Dla Google bardzo ważne jest, aby pozostać domyślną wyszukiwarką Safari, dlatego gigant technologiczny zapłaci Apple astronomiczną kwotę 15 miliardów dolarów w 2021 roku. Safari jest domyślną przeglądarką wśród milionów iPhone’ów, iPadów i Maców . Google jest gotów zapłacić miliony dolarów, aby być tego częścią. Cóż, oczywiście Apple nie przegapi okazji do dalszego wzrostu swojej wartości netto.
Co więcej, liczba ta rośnie z roku na rok, do tego stopnia, że analitycy szacują, że w tym roku fiskalnym Google może zapłacić Apple kwotę bliską 15 miliardów dolarów, prawie 5 miliardów dolarów więcej niż w zeszłym roku.

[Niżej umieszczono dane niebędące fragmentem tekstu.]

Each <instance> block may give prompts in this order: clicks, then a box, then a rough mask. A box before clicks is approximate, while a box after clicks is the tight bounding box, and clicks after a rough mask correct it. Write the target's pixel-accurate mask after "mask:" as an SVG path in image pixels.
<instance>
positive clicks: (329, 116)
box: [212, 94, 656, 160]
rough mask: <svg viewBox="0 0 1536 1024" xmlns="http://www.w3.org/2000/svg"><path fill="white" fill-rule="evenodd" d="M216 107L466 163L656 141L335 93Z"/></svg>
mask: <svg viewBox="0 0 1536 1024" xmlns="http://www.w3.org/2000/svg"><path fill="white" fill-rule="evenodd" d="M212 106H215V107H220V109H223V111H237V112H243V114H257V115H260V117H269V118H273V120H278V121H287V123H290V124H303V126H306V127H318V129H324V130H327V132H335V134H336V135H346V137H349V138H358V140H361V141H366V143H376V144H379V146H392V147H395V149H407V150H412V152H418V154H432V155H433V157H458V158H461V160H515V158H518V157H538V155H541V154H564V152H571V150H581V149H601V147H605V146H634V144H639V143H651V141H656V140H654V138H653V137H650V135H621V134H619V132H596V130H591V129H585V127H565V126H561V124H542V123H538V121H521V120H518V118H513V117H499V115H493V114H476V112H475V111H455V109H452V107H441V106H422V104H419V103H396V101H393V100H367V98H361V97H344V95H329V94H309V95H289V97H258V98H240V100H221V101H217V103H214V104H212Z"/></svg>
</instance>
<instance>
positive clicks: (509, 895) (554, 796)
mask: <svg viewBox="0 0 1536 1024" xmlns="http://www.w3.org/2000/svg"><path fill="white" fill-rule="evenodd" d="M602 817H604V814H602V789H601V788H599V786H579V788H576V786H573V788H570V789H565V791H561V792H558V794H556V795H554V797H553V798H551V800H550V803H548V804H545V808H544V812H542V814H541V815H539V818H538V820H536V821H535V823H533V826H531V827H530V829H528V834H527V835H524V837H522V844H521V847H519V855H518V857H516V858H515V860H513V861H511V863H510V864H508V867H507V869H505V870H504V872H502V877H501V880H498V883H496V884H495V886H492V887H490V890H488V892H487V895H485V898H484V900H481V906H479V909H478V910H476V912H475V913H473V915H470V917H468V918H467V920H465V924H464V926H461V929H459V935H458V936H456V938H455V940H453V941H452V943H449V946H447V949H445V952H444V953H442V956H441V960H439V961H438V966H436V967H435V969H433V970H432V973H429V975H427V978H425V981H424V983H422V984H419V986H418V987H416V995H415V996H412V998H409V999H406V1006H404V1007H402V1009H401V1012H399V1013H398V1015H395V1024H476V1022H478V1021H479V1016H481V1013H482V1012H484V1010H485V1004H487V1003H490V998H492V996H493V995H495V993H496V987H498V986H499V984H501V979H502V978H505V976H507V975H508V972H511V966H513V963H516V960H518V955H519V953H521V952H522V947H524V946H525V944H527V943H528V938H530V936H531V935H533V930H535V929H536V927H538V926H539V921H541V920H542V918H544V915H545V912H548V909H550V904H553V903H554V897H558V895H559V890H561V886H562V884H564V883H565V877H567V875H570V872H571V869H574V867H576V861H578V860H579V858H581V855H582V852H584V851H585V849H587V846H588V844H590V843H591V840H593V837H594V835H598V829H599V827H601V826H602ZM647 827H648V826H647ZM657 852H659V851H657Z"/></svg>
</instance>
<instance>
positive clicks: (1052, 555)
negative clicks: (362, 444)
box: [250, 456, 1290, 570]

Według szacunków analityków, Google zapłaci Apple około 15 miliardów dolarów w 2021 r. Eksperci twierdzą, że do 2022 r. liczba ta wyniesie od 18 do 20 miliardów dolarów.
Szacunki te zostały dokonane na podstawie informacji udostępnionych przez Apple w publicznych prezentacjach dla inwestorów oraz na analizie kosztów pozyskania ruchu.
Wskazują również, że jeśli liczba ta nadal rośnie, a Google nadal jest skłonny płacić, to głównie dlatego, że amerykańska firma nie chce, aby Microsoft prześcignął swoją ofertę, aby Bing stał się domyślną wyszukiwarką dla urządzeń Apple.
Mimo że Apple wykorzystuje tę sytuację tak długo, jak to możliwe, analitycy widzą kilka potencjalnych zagrożeń, które mogą wpłynąć na firmę. Uważają, że regulatorzy mogliby zdobyć zgodę na ewentualne nadużywanie pozycji dominującej. Jeśli Google uzna, że umowa po prostu się nie opłaca, może poprosić Apple o wynegocjowanie obniżki rocznej opłaty.
W każdym razie, jeśli twórcy słynnej wyszukiwarki zdecydują się nie być częścią przeglądarki Safari w nadchodzących latach, spekuluje się, że wpływ ekonomiczny może sięgnąć 4 lub 5% rocznych przychodów Apple, co z pewnością nie być dobrze przyjętym przez firmę lub inwestorów.